I like this because it creates moral grey areas: rescuing a ‘‘demonized’' NPC might reveal they were saving villagers all along. It also fuels neat gameplay moments when your choices uncover media manipulation in-world, like discovering an old play that originally praised the very figures now called monsters. That kind of narrative twist keeps me invested—plus it sparks great late-night debates with friends about who the real monsters are.
2025-10-21 07:09:29
9
Nathan
Nathan
Favorite read: Alpha Dark Secret
Library Roamer Photographer
I get pumped thinking about the secret society theory — you know, the idea that a hidden order within the Saints created a doctrinal split centuries ago. Some players argue the order wanted to weaponize darkness to repel an ancient calamity, then suppressed the evidence; now the ruins and forbidden tomes scattered across the map are the smoking gun. Tying into that, there’s a popular spin that the protagonist’s lineage is key: not a chosen one in the cheesy sense, but someone whose bloodline can either amplify or seal the Darkness. That explains NPC reactions and the tons of locked doors that only open with a family crest. There’s also chatter that the relics you collect are fragments of a shattered seal — collect them and you either restore balance or trigger the real final boss. The thrill here is how every side quest feels like piecing together conspiratorial breadcrumbs, and I adore the way the community theorizes which NPCs are secretly allied with the order or playing both sides.
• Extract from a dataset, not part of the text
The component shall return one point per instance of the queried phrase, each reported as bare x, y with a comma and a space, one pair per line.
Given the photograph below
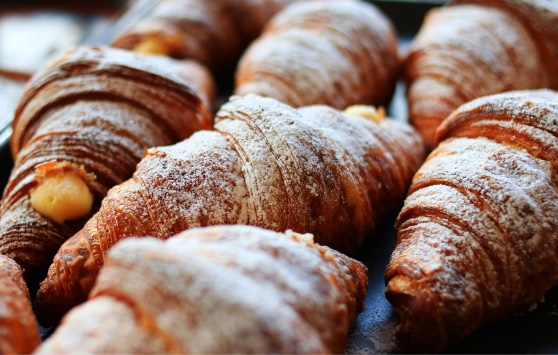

It keeps me glued to forums and my save file, genuinely excited to test which rumor survives the next patch.
2025-10-21 10:12:42
2
Ryder
Ryder
Favorite read: Devil's Hand Knight
Frequent Answerer Teacher
A creepy favorite theory among some folks I follow is that the ‘‘devils’' in 'DEVIL'S SAINTS DARKNESS' are actually a corrupted form of the original Saints — not a separate species. I like this one because it flips the morality of the world: what we call holy is infected by ritualized fear and a failed attempt to contain something older than religion. In my head, the rituals that created the Saints were meant to lock away a cosmic darkness, but the process backfired and gave the Saints monstrous, immortality-adjacent traits.

Another angle I keep coming back to is the idea that the Darkness itself is a sentient memetic force. The fragments you find in the lore — half-burnt sermons, childlike drawings, scratched-out genealogies — are actually hints that memory is being rewritten. That would explain NPCs who remember different histories and the way certain regions loop in time. If the Darkness rewrites memory, then every “holy” text becomes a battleground of truth vs. erasure. I love how this mirrors games like 'Berserk' and 'Castlevania' where myth and memory collide; it makes exploration feel like detective work, and I always end up replaying sections just to see how my understanding shifts.